We fought; I packed. This was Tuesday evening, so I headed to my friend’s dorm, where a small group of us, mainly black women, tried to find solace in one another as the country slowly fell to red. I tried and failed to speak, to write. I ignored my roommate’s lengthy texts.

Did she really expect me to respect her choice when her choice undermined my presence in this country, in this university, in my very own dorm room? Did she really expect me to shake her hand for supporting a candidate who would love to bar my relatives from this country, who has considered making people of my faith register in a specific database and carry special ID, Holocaust-style?

What with the standstill of loyalties in this election, it is no surprise that our argument proved hopeless. There was no reasoning with her, but my goal today is not to reason with her. I know perfectly well — by the nature of this very platform, by the type of person who would click on this article — that I am preaching to the choir.

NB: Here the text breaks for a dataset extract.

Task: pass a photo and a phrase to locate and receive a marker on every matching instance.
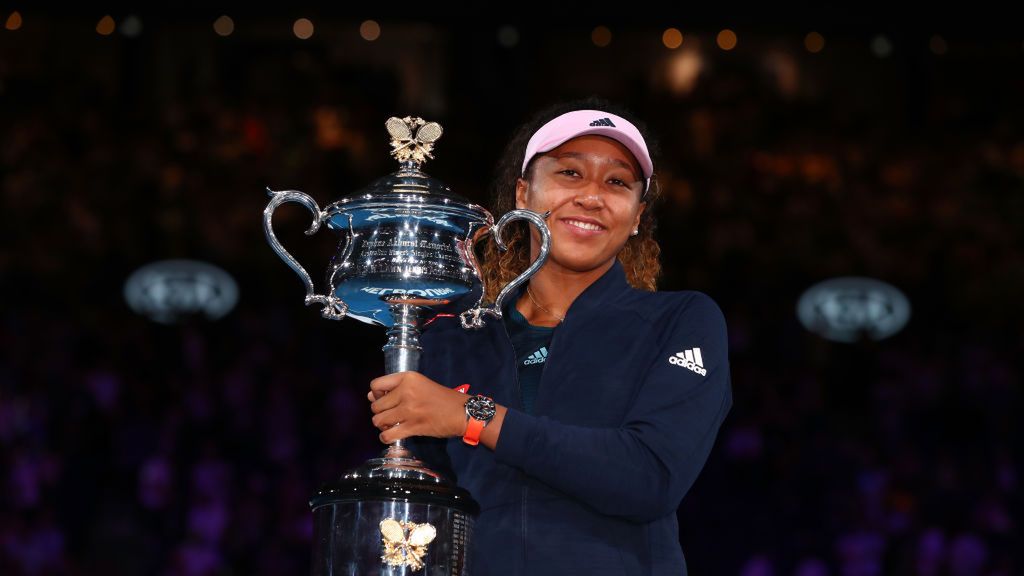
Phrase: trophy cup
(404, 256)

My roommate’s reasoning reflected an “us versus them” mind-set that has defined this nation for as long as it has existed, that explains the very core of Donald J. Trump’s appeal. Mr. Trump’s canned last-minute appeals to “one united people” does not change the fact that the world feels very different to me today.

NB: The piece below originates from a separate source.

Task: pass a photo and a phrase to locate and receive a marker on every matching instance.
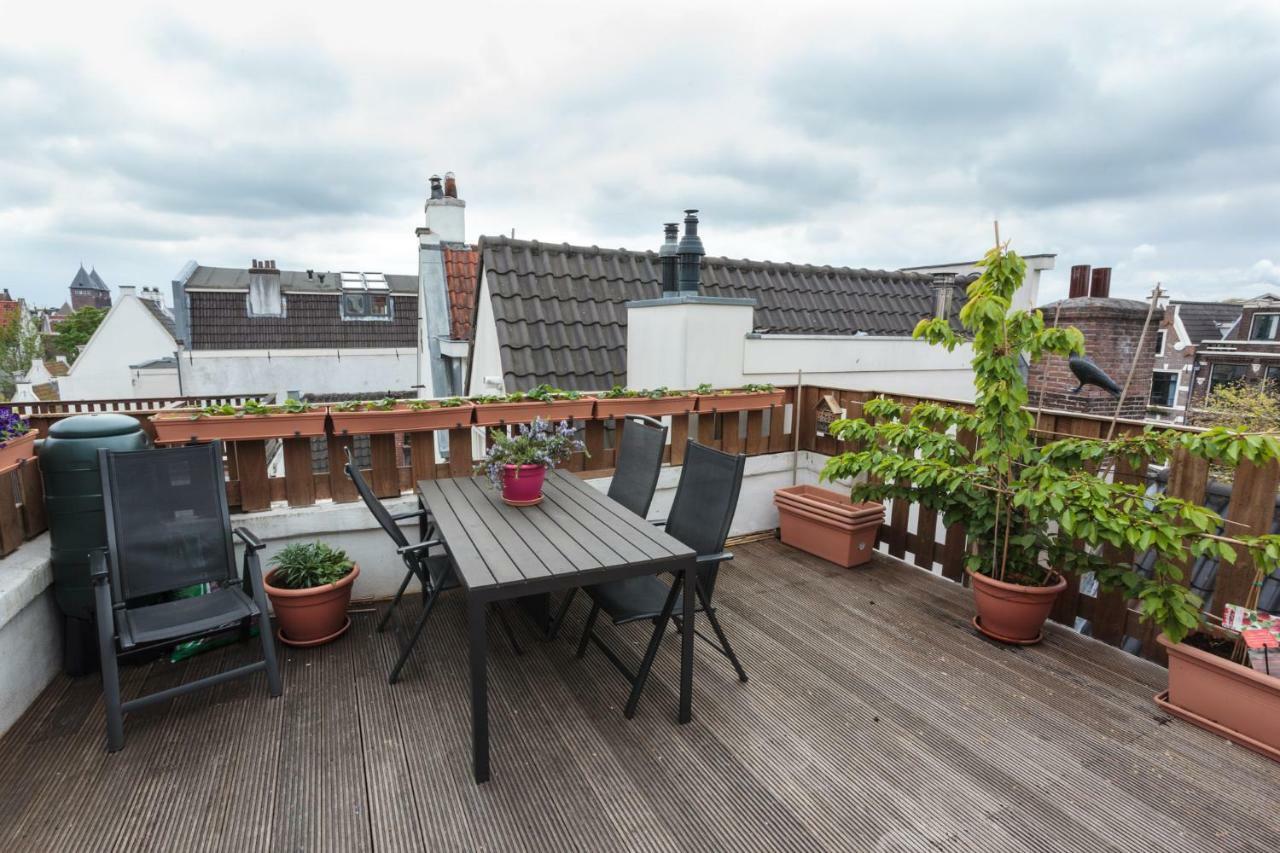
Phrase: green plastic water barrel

I’ve always found refuge and clarity in the streets of New York City. After the vote was all but called at 3 in the morning, I wandered around Times Square with two equally bewildered friends. Drifting through the empty blue streets, witnessing the ugly truth illuminated by billboards, was more surreal than I could have imagined. The emboldened silent majority speckled the streets, sporting their red “Make America Great Again” caps. I was struck by a feeling that their caps were a military uniform, that our country was at civil war, and that I was a target. The way we eyed one another warily seemed to confirm this sentiment. And in fact, this exact dynamic seems to be playing out on college campuses around the country.

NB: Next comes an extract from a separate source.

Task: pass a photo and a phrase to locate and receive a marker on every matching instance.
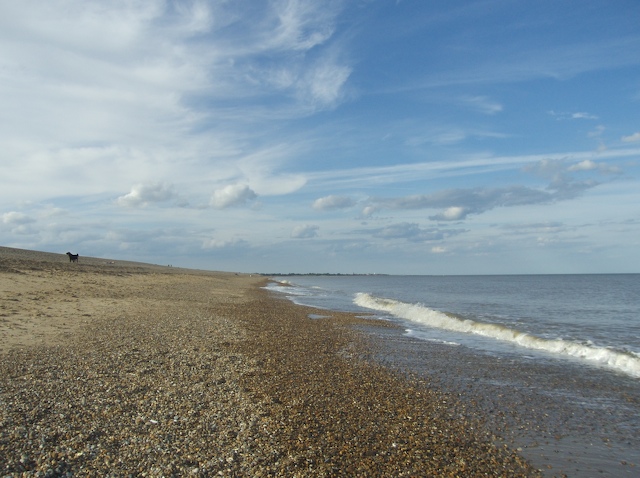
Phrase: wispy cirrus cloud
(145, 194)
(333, 202)
(232, 195)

During a job interview recently, I was asked about the audience that I write for. I responded instantly: people who do not look like me. People I can shock with my multifaceted existence — the fact that I am Muslim and an ardent feminist, a child of immigrants and a writer in English. People — mainly white people — whom I can persuade to see reason by sharing parts of myself through stories that make me as real to them as they are to themselves.

On the subway back from Times Square, I realized that I was seeing the election results as proof of my personal failure as a writer. A black friend who was with me saw the election results as proof of her personal failure as a Black Lives Matter activist. A white friend seemed to blame his choice to vote in New York rather than back home in Michigan. Everyone I was with seemed crippled by a collective lack of agency that was more difficult to watch than CNN’s election coverage.

But this is not our fault. We are not the silent majority.

My roommate’s main defense of Mr. Trump during our argument was that he didn’t mean the “stupid things” he said. She had the privilege to dismiss his words, just as he has the privilege to dismiss mine. But today, I have woken up with a craving to write. Today, for the first time in a long time, my audience has changed.

Now that an us-versus-them system has been voted into office, I want to write for those who feel like the latter, the “them.” National unity in this moment may be nonexistent, but the unity among us is real and crucial. To the first trans kid I ever met; to my Muslim and Hispanic and female friends; to my sister and my mother, both hijabis; to all of the individuals who helped me feel love on Tuesday night, who offered me water as I cried on their bathroom floors, who marched from Union Square to Trump Tower on Wednesday — I believe in us, in our ability to regroup and find a course of action.

Mobilization depends on all of us — everyone who has been or could be a target of Mr. Trump, everyone who has been appalled by this election, at the parody of American democracy that has unfolded. We do not need to be silent. We do need to find resilience, inspiration and hope in one another.